When Is Debt Dangerous?
Generally speaking, debt only becomes a real problem when a company can't easily pay it off, either by raising capital or with its own cash flow. If things get really bad, the lenders can take control of the business. However, a more frequent (but still costly) occurrence is where a company must issue shares at bargain-basement prices, permanently diluting shareholders, just to shore up its balance sheet. Of course, debt can be an important tool in businesses, particularly capital heavy businesses. The first step when considering a company's debt levels is to consider its cash and debt together.
See our latest analysis for Exide Industries
What Is Exide Industries's Net Debt?
You can click the graphic below for the historical numbers, but it shows that as of September 2024 Exide Industries had ₹14.4b of debt, an increase on ₹3.13b, over one year. However, it also had ₹5.11b in cash, and so its net debt is ₹9.32b.

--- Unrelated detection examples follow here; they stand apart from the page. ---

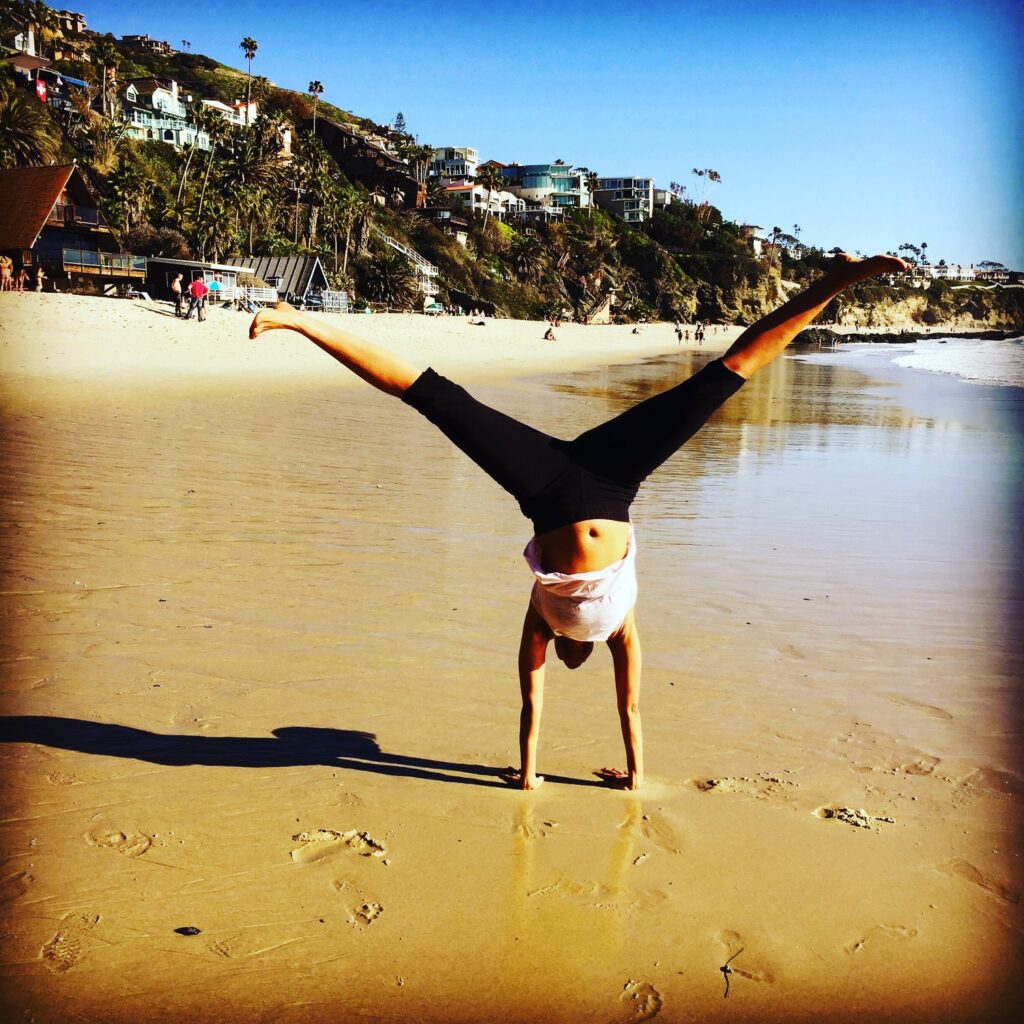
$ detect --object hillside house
[315,117,420,207]
[53,10,88,36]
[145,256,253,301]
[122,78,210,150]
[121,35,175,53]
[593,178,654,224]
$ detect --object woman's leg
[571,249,906,490]
[249,302,420,398]
[722,253,908,379]
[249,302,570,512]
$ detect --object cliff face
[839,288,1024,330]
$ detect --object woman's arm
[514,602,551,790]
[608,610,643,790]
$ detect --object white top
[523,526,637,640]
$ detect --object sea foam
[893,337,1024,387]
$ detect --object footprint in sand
[618,978,665,1024]
[715,929,775,985]
[813,807,896,831]
[958,768,1024,796]
[939,857,1021,903]
[85,829,153,857]
[899,754,939,775]
[690,771,797,800]
[885,693,952,720]
[39,913,99,974]
[526,879,666,911]
[846,925,918,954]
[0,871,36,903]
[334,880,384,932]
[640,813,683,853]
[292,828,387,864]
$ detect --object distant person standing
[185,278,210,324]
[171,273,184,317]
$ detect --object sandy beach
[0,294,1024,1024]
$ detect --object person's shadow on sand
[0,715,600,788]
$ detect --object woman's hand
[501,765,544,790]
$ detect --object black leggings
[402,359,744,535]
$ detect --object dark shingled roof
[0,164,75,250]
[229,256,327,295]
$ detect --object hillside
[0,0,1024,326]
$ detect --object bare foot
[249,302,298,339]
[594,768,630,790]
[501,765,544,790]
[828,253,910,285]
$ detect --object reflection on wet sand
[510,796,646,953]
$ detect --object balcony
[63,249,145,278]
[46,203,110,231]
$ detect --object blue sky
[76,0,1024,268]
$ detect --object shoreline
[0,293,1007,393]
[0,293,742,395]
[0,288,1024,1024]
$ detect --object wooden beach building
[0,164,145,294]
[145,256,253,302]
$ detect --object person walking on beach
[249,254,907,790]
[185,278,209,324]
[171,273,184,317]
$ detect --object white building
[203,99,259,128]
[444,181,526,220]
[654,188,679,210]
[122,78,210,150]
[428,145,480,180]
[594,178,654,224]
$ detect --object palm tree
[587,171,601,218]
[239,36,259,125]
[473,167,503,227]
[0,80,60,167]
[92,42,121,117]
[196,117,228,221]
[508,234,548,282]
[306,79,324,135]
[177,103,223,203]
[361,249,419,309]
[106,161,155,232]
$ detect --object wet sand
[0,292,1024,1024]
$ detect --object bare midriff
[537,519,630,573]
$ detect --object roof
[0,164,74,250]
[147,256,253,273]
[227,256,328,295]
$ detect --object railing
[63,249,145,278]
[321,292,348,313]
[239,288,278,305]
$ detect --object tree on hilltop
[306,79,324,135]
[693,167,722,224]
[0,81,60,167]
[587,171,601,218]
[239,36,259,125]
[473,167,503,227]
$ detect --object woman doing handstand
[249,255,906,790]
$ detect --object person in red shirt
[185,278,210,323]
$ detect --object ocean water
[797,337,1024,387]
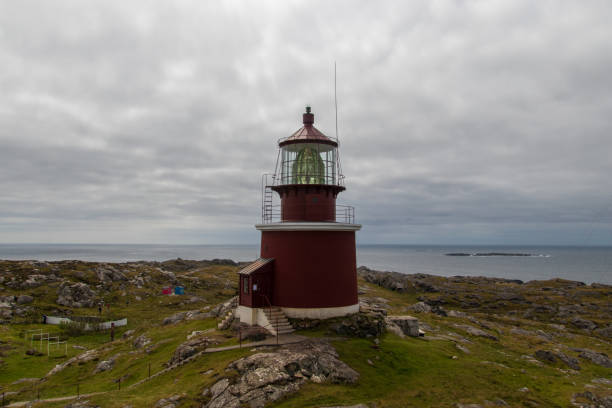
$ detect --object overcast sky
[0,0,612,245]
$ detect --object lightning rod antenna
[334,61,340,144]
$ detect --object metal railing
[261,204,355,224]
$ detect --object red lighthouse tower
[237,107,361,332]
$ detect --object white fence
[45,316,127,330]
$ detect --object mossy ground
[0,265,612,408]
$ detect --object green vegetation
[0,262,612,408]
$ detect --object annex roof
[238,258,274,275]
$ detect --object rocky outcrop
[204,340,359,408]
[534,350,580,370]
[155,394,185,408]
[94,359,115,374]
[19,274,58,289]
[454,324,499,341]
[385,315,419,337]
[576,349,612,368]
[17,295,34,305]
[96,265,127,283]
[166,337,211,367]
[132,334,151,349]
[571,317,597,330]
[45,350,98,377]
[408,302,431,313]
[593,325,612,339]
[572,391,612,408]
[330,312,386,338]
[207,296,238,317]
[56,282,96,308]
[64,401,100,408]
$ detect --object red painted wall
[261,231,358,308]
[238,263,274,307]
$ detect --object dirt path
[7,391,106,407]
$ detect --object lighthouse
[236,107,361,334]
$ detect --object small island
[445,252,538,256]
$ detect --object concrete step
[277,329,295,334]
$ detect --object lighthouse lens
[293,147,325,184]
[280,143,337,184]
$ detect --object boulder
[94,359,115,374]
[96,266,127,283]
[204,340,359,408]
[534,350,580,370]
[454,324,499,341]
[408,302,431,313]
[572,391,612,408]
[64,401,100,408]
[155,393,185,408]
[571,317,597,330]
[578,349,612,368]
[56,282,96,308]
[206,296,238,317]
[21,274,47,289]
[132,334,151,349]
[17,295,34,305]
[45,349,98,377]
[162,312,187,326]
[166,337,210,367]
[330,312,385,337]
[385,315,419,337]
[593,325,612,339]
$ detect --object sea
[0,244,612,284]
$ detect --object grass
[0,264,612,408]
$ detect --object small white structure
[44,316,127,330]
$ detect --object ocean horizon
[0,244,612,284]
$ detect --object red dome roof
[278,106,338,147]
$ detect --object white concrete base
[281,303,359,319]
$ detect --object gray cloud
[0,0,612,245]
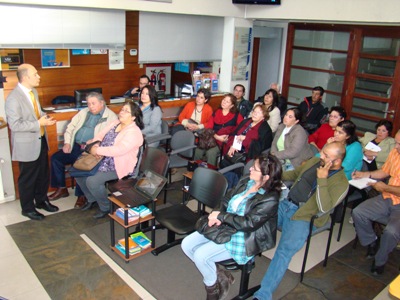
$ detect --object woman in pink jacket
[76,102,144,219]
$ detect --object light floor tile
[81,234,155,300]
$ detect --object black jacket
[218,177,279,256]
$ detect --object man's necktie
[29,91,44,136]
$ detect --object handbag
[72,152,103,171]
[196,215,237,244]
[198,128,217,150]
[224,152,247,165]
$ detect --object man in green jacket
[254,142,349,300]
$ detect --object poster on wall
[0,49,24,70]
[40,49,70,69]
[232,27,252,80]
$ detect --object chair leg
[337,196,348,242]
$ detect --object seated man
[254,142,349,300]
[352,131,400,275]
[298,86,327,133]
[124,74,150,98]
[233,84,253,119]
[48,92,117,208]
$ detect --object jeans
[181,231,232,286]
[50,143,83,196]
[352,194,400,267]
[254,199,310,300]
[76,171,118,212]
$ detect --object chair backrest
[139,147,169,176]
[189,168,228,208]
[170,130,195,158]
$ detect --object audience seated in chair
[171,88,213,135]
[352,131,400,275]
[76,102,143,219]
[139,85,162,148]
[48,92,117,208]
[360,119,396,171]
[255,142,349,300]
[308,106,347,152]
[194,94,243,166]
[220,105,272,168]
[182,155,282,299]
[271,108,313,171]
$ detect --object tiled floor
[0,177,398,300]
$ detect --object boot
[205,280,220,300]
[217,266,235,300]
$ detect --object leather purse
[72,152,103,171]
[196,215,237,244]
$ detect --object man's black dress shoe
[367,240,379,259]
[36,200,58,212]
[81,201,96,210]
[22,210,44,221]
[93,210,108,219]
[371,260,385,276]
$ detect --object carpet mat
[84,223,300,300]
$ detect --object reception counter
[12,94,224,198]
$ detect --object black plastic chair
[151,168,228,256]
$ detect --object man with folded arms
[5,64,58,220]
[254,142,349,300]
[352,131,400,275]
[48,92,117,208]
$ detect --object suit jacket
[5,85,47,162]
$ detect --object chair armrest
[218,163,244,174]
[169,145,197,155]
[145,133,171,145]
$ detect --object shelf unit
[108,196,156,263]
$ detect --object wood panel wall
[3,12,145,107]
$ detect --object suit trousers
[50,143,83,196]
[18,136,50,212]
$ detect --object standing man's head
[233,84,246,103]
[86,92,106,115]
[320,142,346,170]
[311,86,325,103]
[17,64,40,90]
[139,75,150,90]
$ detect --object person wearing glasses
[308,106,347,151]
[181,154,282,299]
[253,142,349,300]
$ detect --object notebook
[108,170,167,207]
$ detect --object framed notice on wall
[232,27,252,80]
[41,49,70,69]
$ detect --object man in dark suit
[5,64,58,220]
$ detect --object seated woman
[139,85,162,147]
[171,88,213,135]
[255,89,281,133]
[308,106,347,151]
[194,94,243,166]
[220,105,272,168]
[324,120,363,180]
[360,119,396,171]
[182,154,282,299]
[271,108,313,171]
[76,102,143,219]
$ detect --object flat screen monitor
[74,88,103,107]
[232,0,281,5]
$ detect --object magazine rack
[108,196,156,263]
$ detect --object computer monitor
[74,88,103,107]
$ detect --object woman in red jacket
[171,89,213,135]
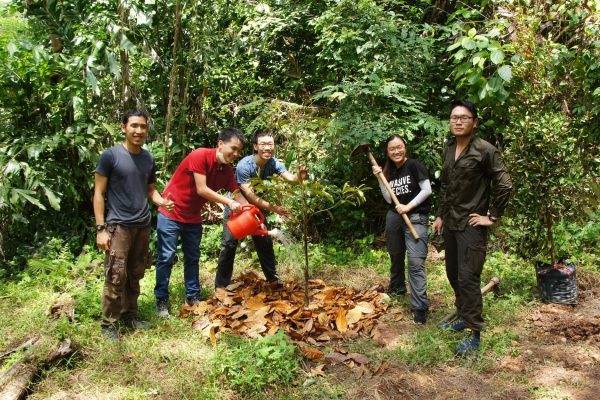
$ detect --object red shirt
[158,148,238,224]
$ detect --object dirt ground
[314,277,600,400]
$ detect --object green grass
[0,236,596,399]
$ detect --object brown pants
[101,225,150,326]
[444,225,487,331]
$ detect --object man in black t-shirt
[93,110,174,340]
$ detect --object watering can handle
[229,204,255,217]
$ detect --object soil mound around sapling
[529,273,600,343]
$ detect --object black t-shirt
[389,158,431,214]
[96,144,156,227]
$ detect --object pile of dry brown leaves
[180,272,387,352]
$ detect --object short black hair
[382,133,408,181]
[121,108,150,125]
[217,128,246,145]
[450,99,477,119]
[252,130,275,144]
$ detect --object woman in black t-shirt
[373,135,431,324]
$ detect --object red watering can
[227,204,269,240]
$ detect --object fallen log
[0,339,76,400]
[0,336,40,361]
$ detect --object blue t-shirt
[96,144,156,227]
[235,155,287,185]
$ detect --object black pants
[215,213,279,288]
[444,225,487,331]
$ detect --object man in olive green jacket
[432,100,512,355]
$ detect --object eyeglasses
[450,115,473,124]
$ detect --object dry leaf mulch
[180,272,388,350]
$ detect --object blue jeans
[154,213,202,300]
[385,210,429,311]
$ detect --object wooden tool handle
[369,152,419,240]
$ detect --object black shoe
[438,319,467,332]
[413,310,427,325]
[156,299,169,318]
[123,315,150,330]
[185,297,200,307]
[454,331,481,357]
[102,325,121,342]
[387,288,406,297]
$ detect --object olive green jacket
[436,136,512,231]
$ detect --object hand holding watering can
[227,204,269,240]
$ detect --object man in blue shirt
[215,131,308,288]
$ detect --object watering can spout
[227,204,269,240]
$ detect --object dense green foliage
[0,0,600,272]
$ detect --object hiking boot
[454,331,481,357]
[185,298,200,307]
[156,299,169,318]
[387,287,406,297]
[438,319,467,332]
[413,310,427,325]
[123,315,150,330]
[102,325,121,342]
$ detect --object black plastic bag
[535,259,577,305]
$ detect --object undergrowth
[0,232,596,399]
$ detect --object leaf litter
[179,271,388,373]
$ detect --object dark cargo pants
[444,225,487,331]
[101,225,150,326]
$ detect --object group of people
[93,110,308,340]
[93,100,512,354]
[373,100,512,355]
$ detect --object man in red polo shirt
[154,128,247,318]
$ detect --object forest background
[0,0,600,398]
[0,0,600,275]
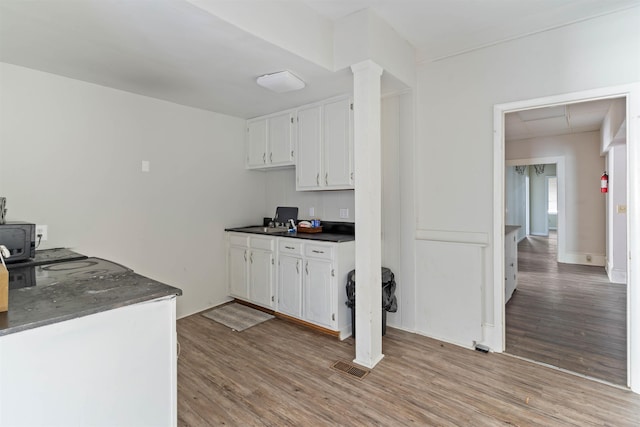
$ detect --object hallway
[506,233,627,386]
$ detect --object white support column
[351,60,384,368]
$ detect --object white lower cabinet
[227,234,249,299]
[303,258,335,329]
[227,232,355,339]
[227,233,275,308]
[277,239,304,318]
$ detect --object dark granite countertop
[224,225,355,243]
[0,258,182,337]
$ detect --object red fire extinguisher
[600,171,609,193]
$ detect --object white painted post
[351,60,384,368]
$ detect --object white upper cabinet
[296,105,322,191]
[246,96,354,191]
[296,97,354,191]
[267,112,295,166]
[323,98,353,189]
[246,111,295,169]
[247,119,267,168]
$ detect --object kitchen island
[0,251,182,426]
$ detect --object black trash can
[345,267,398,338]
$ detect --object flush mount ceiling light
[256,71,305,93]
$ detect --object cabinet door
[303,259,333,328]
[278,255,302,318]
[267,113,294,166]
[247,119,267,168]
[229,246,249,299]
[249,249,273,307]
[321,99,353,189]
[296,106,322,190]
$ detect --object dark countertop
[224,225,356,243]
[0,252,182,337]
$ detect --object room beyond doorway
[505,231,627,386]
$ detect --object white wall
[524,164,556,236]
[504,166,530,241]
[412,8,640,348]
[606,144,627,283]
[505,132,605,265]
[0,64,265,316]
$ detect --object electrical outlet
[36,225,48,243]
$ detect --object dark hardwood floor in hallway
[506,233,627,386]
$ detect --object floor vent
[331,360,370,380]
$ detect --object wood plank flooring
[177,314,640,426]
[506,234,627,385]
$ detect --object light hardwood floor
[177,314,640,426]
[506,233,627,385]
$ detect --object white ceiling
[0,0,640,118]
[505,99,623,142]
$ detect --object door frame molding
[490,83,640,393]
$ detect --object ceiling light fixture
[256,71,305,93]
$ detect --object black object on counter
[345,267,398,338]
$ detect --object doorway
[494,87,640,391]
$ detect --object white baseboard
[605,265,627,285]
[558,252,606,267]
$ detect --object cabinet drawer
[304,244,333,260]
[229,234,249,246]
[251,237,275,251]
[278,239,302,255]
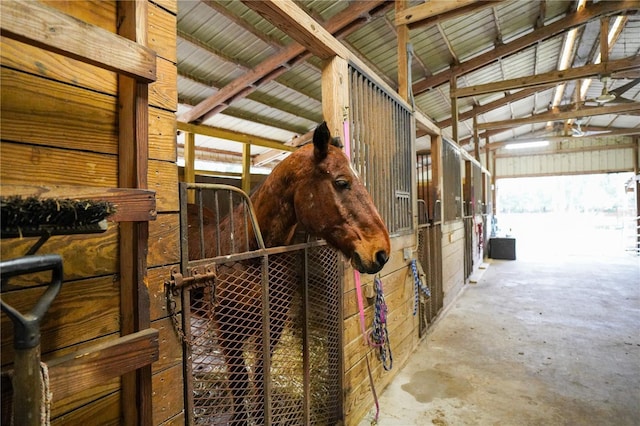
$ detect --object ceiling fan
[585,76,640,106]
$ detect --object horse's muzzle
[351,250,389,274]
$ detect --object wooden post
[450,75,459,144]
[395,0,411,102]
[431,135,443,220]
[633,135,640,254]
[242,143,251,194]
[473,115,480,162]
[184,132,196,203]
[118,0,153,425]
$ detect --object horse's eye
[333,179,351,190]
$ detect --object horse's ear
[313,121,331,161]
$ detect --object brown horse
[189,123,390,425]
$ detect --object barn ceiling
[177,0,640,172]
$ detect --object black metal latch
[169,265,217,290]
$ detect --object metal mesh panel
[171,184,342,425]
[416,225,444,326]
[414,227,433,337]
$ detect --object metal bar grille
[172,184,342,425]
[349,67,414,234]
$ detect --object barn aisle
[360,251,640,426]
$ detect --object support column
[117,0,153,425]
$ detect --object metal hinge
[169,265,217,291]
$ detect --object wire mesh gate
[168,184,342,425]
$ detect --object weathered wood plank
[0,37,118,96]
[151,318,182,374]
[117,0,155,426]
[149,107,178,161]
[0,228,118,284]
[0,183,156,222]
[47,328,159,401]
[148,3,178,64]
[153,365,184,425]
[147,160,180,212]
[0,68,117,156]
[147,264,181,322]
[147,214,180,267]
[51,392,121,426]
[151,0,178,15]
[0,1,156,83]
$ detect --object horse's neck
[251,178,297,247]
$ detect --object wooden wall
[0,0,183,424]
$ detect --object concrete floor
[360,251,640,426]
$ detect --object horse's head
[285,123,391,274]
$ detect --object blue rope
[411,259,431,317]
[371,277,393,371]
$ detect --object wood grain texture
[147,160,180,212]
[0,37,118,96]
[0,1,156,83]
[147,263,181,322]
[0,68,117,156]
[153,365,184,425]
[47,328,159,402]
[51,392,121,426]
[147,3,178,64]
[151,318,182,374]
[149,58,178,111]
[0,228,118,284]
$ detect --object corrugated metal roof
[177,0,640,171]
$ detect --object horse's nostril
[376,250,389,266]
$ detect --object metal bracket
[169,265,218,292]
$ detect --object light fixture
[505,141,549,149]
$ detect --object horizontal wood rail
[0,1,156,83]
[0,184,157,222]
[47,328,160,401]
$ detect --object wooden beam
[413,0,640,95]
[47,328,160,404]
[478,102,640,130]
[413,108,441,136]
[396,0,501,29]
[178,121,296,152]
[243,0,336,59]
[487,127,640,152]
[242,143,251,194]
[0,0,156,83]
[436,85,552,129]
[0,184,157,222]
[183,132,196,203]
[451,55,640,98]
[178,0,383,123]
[395,0,411,102]
[116,0,153,426]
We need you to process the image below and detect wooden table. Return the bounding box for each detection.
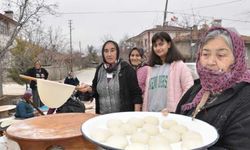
[6,113,96,150]
[0,105,16,118]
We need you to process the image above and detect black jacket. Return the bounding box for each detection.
[176,80,250,150]
[25,67,49,90]
[92,61,142,114]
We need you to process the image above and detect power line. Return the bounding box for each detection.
[58,10,164,15]
[171,12,250,23]
[177,0,242,10]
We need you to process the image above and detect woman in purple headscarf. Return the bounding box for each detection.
[176,27,250,149]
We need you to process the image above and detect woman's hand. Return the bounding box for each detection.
[161,108,169,116]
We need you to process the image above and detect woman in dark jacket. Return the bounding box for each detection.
[80,41,142,114]
[176,27,250,150]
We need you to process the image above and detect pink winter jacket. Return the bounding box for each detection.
[142,61,194,112]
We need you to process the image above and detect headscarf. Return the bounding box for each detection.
[102,40,120,63]
[102,40,121,73]
[182,27,250,111]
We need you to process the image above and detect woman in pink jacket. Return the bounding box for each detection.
[143,32,194,112]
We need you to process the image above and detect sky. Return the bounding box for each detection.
[1,0,250,50]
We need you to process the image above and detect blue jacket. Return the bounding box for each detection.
[15,100,34,118]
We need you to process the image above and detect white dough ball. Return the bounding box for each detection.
[106,135,128,149]
[127,117,144,128]
[148,135,169,145]
[161,120,178,129]
[125,143,148,150]
[121,124,137,135]
[90,128,111,143]
[170,124,188,134]
[160,130,181,143]
[143,116,159,125]
[149,143,172,150]
[107,119,123,128]
[142,124,160,136]
[130,131,149,144]
[109,127,126,135]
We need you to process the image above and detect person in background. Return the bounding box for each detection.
[143,32,194,112]
[64,71,80,86]
[128,47,148,96]
[176,27,250,150]
[15,90,38,119]
[25,60,49,107]
[79,40,142,114]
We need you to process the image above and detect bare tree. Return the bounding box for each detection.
[0,0,57,96]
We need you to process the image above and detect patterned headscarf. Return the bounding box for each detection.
[182,27,250,111]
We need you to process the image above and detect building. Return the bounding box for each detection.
[0,11,17,82]
[0,11,17,48]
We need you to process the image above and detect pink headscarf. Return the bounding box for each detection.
[182,27,250,111]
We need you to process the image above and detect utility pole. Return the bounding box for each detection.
[163,0,168,26]
[69,20,73,71]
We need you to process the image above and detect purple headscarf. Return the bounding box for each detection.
[182,27,250,111]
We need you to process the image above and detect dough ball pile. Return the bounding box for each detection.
[90,116,203,150]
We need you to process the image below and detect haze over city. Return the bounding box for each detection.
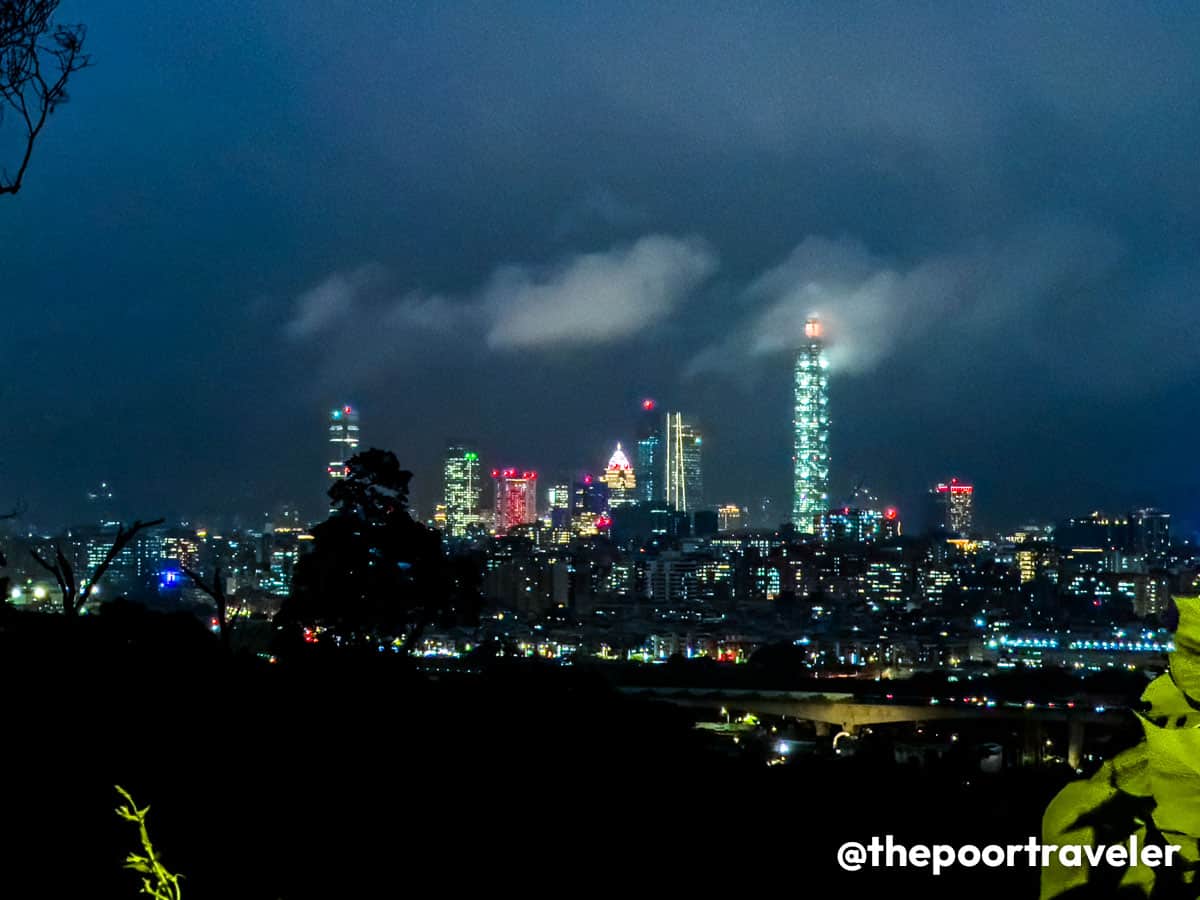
[0,0,1200,534]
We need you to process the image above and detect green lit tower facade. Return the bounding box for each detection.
[792,319,829,534]
[443,443,484,538]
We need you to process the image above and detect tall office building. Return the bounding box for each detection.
[792,319,829,534]
[662,413,704,512]
[930,478,974,534]
[600,442,637,508]
[1129,509,1171,563]
[325,404,359,480]
[492,469,538,534]
[443,443,484,538]
[637,398,664,503]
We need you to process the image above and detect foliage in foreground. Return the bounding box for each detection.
[116,785,182,900]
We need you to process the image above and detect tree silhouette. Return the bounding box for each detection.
[0,0,91,194]
[184,563,240,650]
[277,449,452,653]
[0,503,25,607]
[30,518,166,617]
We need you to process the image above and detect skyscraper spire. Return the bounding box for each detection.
[792,318,829,534]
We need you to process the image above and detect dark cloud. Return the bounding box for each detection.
[0,0,1200,524]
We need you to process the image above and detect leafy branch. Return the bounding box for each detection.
[116,785,182,900]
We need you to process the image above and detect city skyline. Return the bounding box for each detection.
[0,0,1200,529]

A Look At Exide Industries' Liabilities
Zooming in on the latest balance sheet data, we can see that Exide Industries had liabilities of ₹49.6b due within 12 months and liabilities of ₹14.8b due beyond that. Offsetting this, it had ₹5.11b in cash and ₹13.9b in receivables that were due within 12 months. So its liabilities outweigh the sum of its cash and (near-term) receivables by ₹45.4b.
Given Exide Industries has a market capitalization of ₹383.4b, it's hard to believe these liabilities pose much threat. But there are sufficient liabilities that we would certainly recommend shareholders continue to monitor the balance sheet, going forward.
We measure a company's debt load relative to its earnings power by looking at its net debt divided by its earnings before interest, tax, depreciation, and amortization (EBITDA) and by calculating how easily its earnings before interest and tax (EBIT) cover its interest expense (interest cover). This way, we consider both the absolute quantum of the debt, as well as the interest rates paid on it.
Exide Industries has a low net debt to EBITDA ratio of only 0.52. And its EBIT easily covers its interest expense, being 12.1 times the size. So you could argue it is no more threatened by its debt than an elephant is by a mouse. The good news is that Exide Industries has increased its EBIT by 6.4% over twelve months, which should ease any concerns about debt repayment. The balance sheet is clearly the area to focus on when you are analysing debt. But ultimately the future profitability of the business will decide if Exide Industries can strengthen its balance sheet over time. So if you're focused on the future you can check out this free report showing analyst profit forecasts.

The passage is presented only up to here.